One of the defining characteristics of a sailing boat is that it has at least one mast.

The rig is one of the fundamental aspects of a successful racing boat. It is an exercise in combining performance with reliability, while keeping the rig to an acceptable weight, and the success of the mast is dependent on managing this feat.

Under Class40 rules, carbon is permitted for the mast, boom and bowsprit. In order to keep costs down, the rules specify a limited modulus of carbon.
However, the method of construction is open.

Today, the most advanced and sophisticated method of construction, or at least the one that delivers the best results, consists of building spars in female moulds, using prepreg carbon cloth, and curing in an autoclave at high temperature.

This method of construction requires high quality material, the right tools, expertise and a great deal of experience in the field.

For our rig, we are fortunate to be working with suppliers whose extensive knowledge and experience place them firmly amongst the world leaders in this area of high technology.

The prepreg carbon is being provided by Structil, supplier to the high performance composites industry, ranging from aerospace to marine, as well as a variety of other fields where the technology is applicable.

For the manufacture of the mast, it is only natural that we have turned to Eric Duchemin, who recently founded Axxon Composites with his business partner, Philippe Boclet.

Eric Duchemin and Halvard, both natives of the Cotentin Peninsula (Cherbourg Peninsula) in Normandy, go back a long way (though they hail from opposite coasts, but you need some friendly rivalry…)

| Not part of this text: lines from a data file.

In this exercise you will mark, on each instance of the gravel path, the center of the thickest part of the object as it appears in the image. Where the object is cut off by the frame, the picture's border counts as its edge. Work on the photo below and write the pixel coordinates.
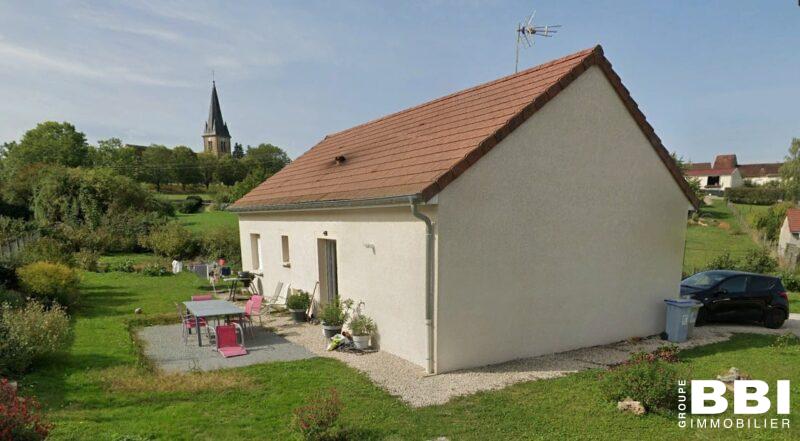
(409, 382)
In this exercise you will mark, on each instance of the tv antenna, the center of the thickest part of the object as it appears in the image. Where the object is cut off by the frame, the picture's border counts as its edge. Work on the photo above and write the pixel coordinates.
(526, 33)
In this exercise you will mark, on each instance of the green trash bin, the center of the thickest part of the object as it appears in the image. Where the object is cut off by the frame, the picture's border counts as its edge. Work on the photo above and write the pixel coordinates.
(681, 315)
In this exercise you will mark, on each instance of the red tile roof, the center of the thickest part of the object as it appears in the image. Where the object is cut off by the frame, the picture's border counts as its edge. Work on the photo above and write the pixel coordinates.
(793, 214)
(417, 152)
(760, 170)
(725, 161)
(710, 172)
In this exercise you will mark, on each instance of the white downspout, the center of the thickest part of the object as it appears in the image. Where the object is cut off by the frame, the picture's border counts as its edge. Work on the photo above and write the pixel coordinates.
(429, 281)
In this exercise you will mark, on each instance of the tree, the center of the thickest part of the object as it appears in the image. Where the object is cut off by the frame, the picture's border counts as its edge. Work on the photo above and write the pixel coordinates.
(49, 143)
(230, 171)
(185, 167)
(207, 163)
(156, 165)
(266, 157)
(790, 171)
(238, 152)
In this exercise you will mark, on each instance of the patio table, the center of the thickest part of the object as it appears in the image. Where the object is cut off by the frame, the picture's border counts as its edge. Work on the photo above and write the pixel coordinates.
(209, 309)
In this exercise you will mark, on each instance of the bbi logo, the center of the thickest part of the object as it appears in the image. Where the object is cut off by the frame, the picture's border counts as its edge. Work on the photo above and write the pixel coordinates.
(749, 397)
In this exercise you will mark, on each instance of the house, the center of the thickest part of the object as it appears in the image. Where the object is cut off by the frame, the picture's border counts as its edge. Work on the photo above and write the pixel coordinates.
(761, 173)
(722, 175)
(790, 232)
(728, 173)
(486, 225)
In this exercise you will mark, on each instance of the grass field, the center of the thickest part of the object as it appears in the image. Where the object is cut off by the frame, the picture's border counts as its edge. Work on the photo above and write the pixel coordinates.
(704, 243)
(99, 389)
(206, 220)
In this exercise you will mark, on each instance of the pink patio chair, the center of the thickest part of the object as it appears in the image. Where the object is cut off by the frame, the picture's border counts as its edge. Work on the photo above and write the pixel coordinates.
(226, 341)
(188, 323)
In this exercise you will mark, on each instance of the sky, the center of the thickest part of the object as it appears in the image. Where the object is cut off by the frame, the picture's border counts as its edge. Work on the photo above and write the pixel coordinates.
(712, 77)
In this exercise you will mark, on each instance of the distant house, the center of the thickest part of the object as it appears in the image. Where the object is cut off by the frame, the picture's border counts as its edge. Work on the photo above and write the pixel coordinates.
(760, 174)
(722, 175)
(726, 173)
(461, 223)
(790, 231)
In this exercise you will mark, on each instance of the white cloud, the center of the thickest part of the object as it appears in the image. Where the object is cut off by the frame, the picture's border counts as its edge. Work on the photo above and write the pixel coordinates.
(19, 57)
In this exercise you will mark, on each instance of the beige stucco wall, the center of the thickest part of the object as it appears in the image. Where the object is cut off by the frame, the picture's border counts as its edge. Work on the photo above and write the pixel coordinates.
(568, 234)
(381, 259)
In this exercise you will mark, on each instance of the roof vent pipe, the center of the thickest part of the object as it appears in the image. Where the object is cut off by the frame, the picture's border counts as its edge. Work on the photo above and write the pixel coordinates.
(429, 281)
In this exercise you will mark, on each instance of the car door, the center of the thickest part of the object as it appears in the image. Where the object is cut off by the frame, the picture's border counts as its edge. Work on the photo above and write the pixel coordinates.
(759, 292)
(725, 303)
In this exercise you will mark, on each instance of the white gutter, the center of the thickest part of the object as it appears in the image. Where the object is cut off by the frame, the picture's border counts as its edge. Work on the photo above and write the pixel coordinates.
(429, 279)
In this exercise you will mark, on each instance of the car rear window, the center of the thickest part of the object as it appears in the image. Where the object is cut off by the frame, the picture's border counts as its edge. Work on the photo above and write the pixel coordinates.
(761, 283)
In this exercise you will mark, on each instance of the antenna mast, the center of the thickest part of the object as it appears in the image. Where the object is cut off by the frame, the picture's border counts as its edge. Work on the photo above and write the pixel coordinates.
(526, 33)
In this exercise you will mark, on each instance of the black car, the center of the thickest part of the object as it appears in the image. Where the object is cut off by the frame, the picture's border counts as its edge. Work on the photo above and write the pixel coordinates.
(738, 296)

The ever youthful Eric is known throughout the sailing world for his expertise in masts. His passion for his chosen profession is as strong as ever after decades of adventures as a spar manufacturer. He has always been at the forefront of innovation where masts are concerned. Halvard won the 2008 Quebec Saint Malo Race with one of Eric’s masts.

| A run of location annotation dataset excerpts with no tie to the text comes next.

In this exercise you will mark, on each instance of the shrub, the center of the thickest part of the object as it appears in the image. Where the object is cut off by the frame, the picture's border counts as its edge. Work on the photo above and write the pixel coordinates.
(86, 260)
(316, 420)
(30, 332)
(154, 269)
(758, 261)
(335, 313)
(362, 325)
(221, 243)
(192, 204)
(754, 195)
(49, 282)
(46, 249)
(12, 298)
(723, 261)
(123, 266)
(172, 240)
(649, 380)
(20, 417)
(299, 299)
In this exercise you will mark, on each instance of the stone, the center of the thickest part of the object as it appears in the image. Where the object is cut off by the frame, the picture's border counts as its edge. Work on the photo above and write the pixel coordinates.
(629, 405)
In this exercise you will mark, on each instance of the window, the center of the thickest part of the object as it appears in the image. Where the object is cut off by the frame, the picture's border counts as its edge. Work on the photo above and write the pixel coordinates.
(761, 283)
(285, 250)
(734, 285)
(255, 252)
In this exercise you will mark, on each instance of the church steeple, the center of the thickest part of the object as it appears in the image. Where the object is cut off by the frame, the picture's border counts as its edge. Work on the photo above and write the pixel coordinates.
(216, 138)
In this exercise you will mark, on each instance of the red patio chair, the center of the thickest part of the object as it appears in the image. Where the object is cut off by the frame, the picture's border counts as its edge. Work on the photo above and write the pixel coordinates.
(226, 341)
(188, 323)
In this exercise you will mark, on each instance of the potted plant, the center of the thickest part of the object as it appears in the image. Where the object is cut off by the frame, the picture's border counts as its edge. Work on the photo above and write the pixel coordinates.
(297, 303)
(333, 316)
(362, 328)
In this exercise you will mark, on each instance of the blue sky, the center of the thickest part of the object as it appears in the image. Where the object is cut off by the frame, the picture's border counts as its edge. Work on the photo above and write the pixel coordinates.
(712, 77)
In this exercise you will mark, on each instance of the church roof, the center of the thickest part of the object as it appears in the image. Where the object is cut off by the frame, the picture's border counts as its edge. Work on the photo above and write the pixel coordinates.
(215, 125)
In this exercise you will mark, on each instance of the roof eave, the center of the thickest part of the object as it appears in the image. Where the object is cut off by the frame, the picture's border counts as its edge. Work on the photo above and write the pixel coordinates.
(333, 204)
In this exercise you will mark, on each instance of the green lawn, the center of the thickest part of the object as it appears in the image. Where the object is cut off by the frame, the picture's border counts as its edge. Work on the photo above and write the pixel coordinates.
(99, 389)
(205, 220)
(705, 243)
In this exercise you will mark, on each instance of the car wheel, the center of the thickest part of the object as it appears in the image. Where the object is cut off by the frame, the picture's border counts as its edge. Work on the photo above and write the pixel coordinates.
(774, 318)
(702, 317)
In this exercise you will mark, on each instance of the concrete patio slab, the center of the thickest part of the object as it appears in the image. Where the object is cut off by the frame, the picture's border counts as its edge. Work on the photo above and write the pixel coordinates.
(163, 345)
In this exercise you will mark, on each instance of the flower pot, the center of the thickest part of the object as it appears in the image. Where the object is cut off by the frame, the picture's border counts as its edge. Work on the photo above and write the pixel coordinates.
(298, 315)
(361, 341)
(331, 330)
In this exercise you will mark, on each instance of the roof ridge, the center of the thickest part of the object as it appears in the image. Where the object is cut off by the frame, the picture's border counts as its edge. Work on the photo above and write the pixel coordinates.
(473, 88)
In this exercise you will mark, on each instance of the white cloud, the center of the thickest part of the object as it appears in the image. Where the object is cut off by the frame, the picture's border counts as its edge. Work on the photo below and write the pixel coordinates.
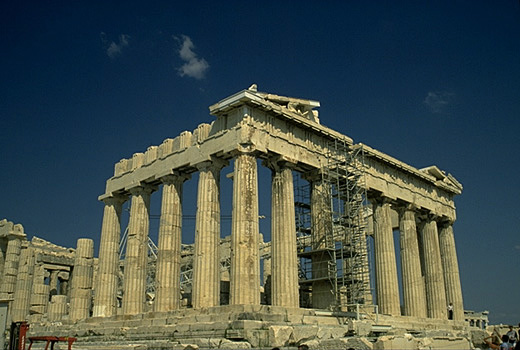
(437, 101)
(114, 49)
(194, 66)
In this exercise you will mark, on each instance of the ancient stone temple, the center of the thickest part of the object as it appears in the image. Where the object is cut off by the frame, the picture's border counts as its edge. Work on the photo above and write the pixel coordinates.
(327, 276)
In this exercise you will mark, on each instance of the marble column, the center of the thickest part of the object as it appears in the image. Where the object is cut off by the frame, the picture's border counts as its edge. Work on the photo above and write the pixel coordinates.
(22, 293)
(105, 300)
(12, 256)
(40, 293)
(284, 266)
(3, 248)
(57, 308)
(414, 295)
(136, 256)
(433, 273)
(206, 262)
(53, 282)
(387, 288)
(245, 262)
(169, 247)
(321, 224)
(450, 267)
(81, 284)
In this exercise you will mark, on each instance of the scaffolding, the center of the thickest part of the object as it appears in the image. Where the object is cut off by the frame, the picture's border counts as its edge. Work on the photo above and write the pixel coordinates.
(332, 242)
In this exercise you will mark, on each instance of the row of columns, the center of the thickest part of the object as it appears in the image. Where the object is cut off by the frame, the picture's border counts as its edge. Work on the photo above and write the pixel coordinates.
(245, 260)
(426, 290)
(429, 267)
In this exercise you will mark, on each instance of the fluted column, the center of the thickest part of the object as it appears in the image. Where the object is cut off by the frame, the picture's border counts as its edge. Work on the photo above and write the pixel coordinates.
(22, 293)
(206, 262)
(40, 293)
(450, 267)
(136, 257)
(105, 300)
(245, 263)
(3, 248)
(433, 274)
(387, 288)
(53, 282)
(321, 224)
(81, 284)
(284, 266)
(414, 297)
(12, 256)
(170, 238)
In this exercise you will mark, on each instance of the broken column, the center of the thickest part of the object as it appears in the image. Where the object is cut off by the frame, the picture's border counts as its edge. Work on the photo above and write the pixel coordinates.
(105, 300)
(53, 282)
(206, 259)
(3, 248)
(40, 293)
(451, 270)
(414, 297)
(136, 257)
(245, 263)
(22, 293)
(321, 224)
(284, 276)
(387, 288)
(169, 246)
(57, 308)
(12, 256)
(433, 272)
(81, 285)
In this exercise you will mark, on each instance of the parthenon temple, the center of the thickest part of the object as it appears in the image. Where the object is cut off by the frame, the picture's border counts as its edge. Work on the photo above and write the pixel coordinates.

As one of Axxons Composite’s production facilities is in Romania, in the Carpathian Mountains near Dracula’s castle, we are formally announcing that we will be equipping our boat with a “Dracula Spar”. When you have an ambitious project, it is important to involve partners with a bit of bite…

Also of note, based on the principle that you don’t change a winning team, Eric has roped Illy Brummer and Alain Bouchet into this new adventure. Illy is Finnish, but lives in Brittany and has been involved in engineering carbon masts ever since carbon was first used in their manufacture. Alain was one of the pioneers in carbon masts, and has unparalleled expertise in building spars.

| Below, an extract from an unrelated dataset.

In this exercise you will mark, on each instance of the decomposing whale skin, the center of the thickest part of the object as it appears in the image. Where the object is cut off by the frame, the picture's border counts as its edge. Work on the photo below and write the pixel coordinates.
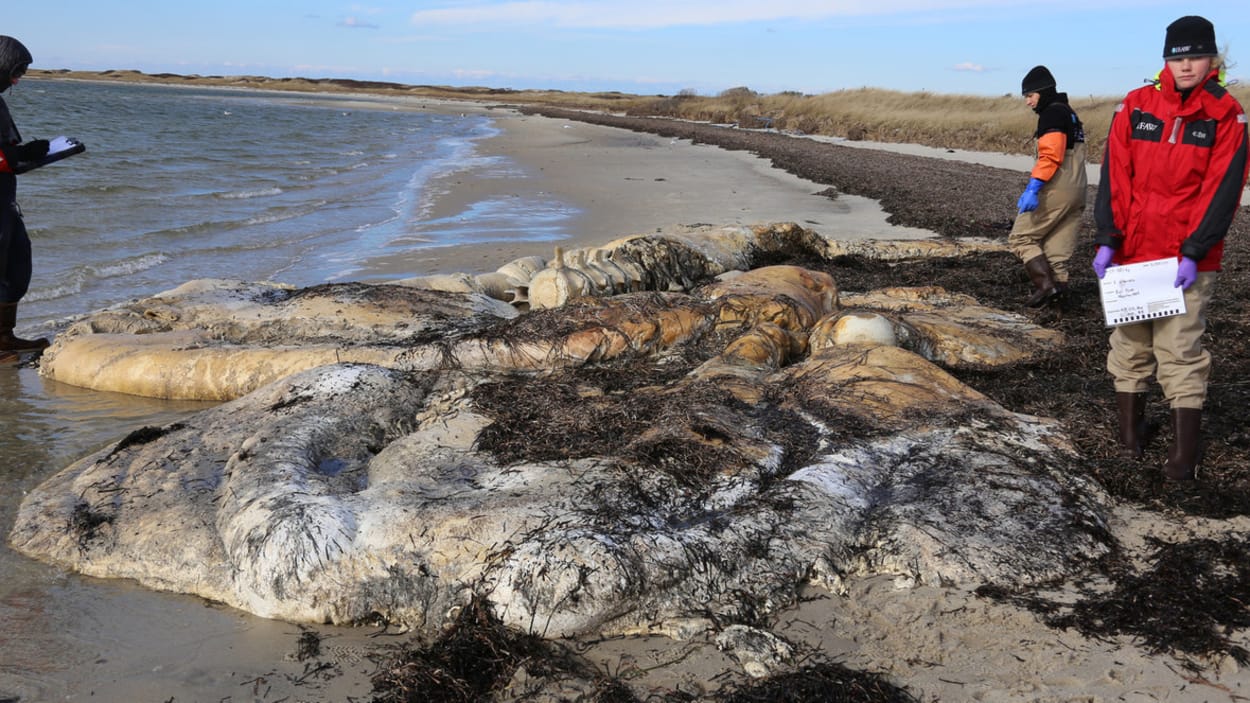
(784, 450)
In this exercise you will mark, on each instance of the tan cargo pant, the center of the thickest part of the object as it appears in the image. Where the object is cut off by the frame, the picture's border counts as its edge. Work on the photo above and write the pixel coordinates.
(1169, 348)
(1050, 230)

It must not be forgotten that for a mast to stay upright, it needs rigging. To this end, we are fortunate to be working with Sparcraft Rigging, managed by Joël Guerinet, whose knowledge will be most useful in assisting us in making the right choices for all the elements which make up the rig.

We are also delighted to be working with Facnor for the sail furling systems. Based on the Cotentin Peninsula, this is a dynamic company at the leading edge of innovation. Facnor is a worldwide leader in designing and manufacturing furling systems, and it is fast becoming the world standard for furling equipment.
This partnership with Facnor is the continuation of a long-standing relationship, since Facnor has always supported Halvard in his projects. Over the many years of working together, Facnor has always risen to the challenge when a new product needed developing, and most of these products are now available as standard.

As for the boat itself, the build is coming along, and we are still searching for that elusive sponsor.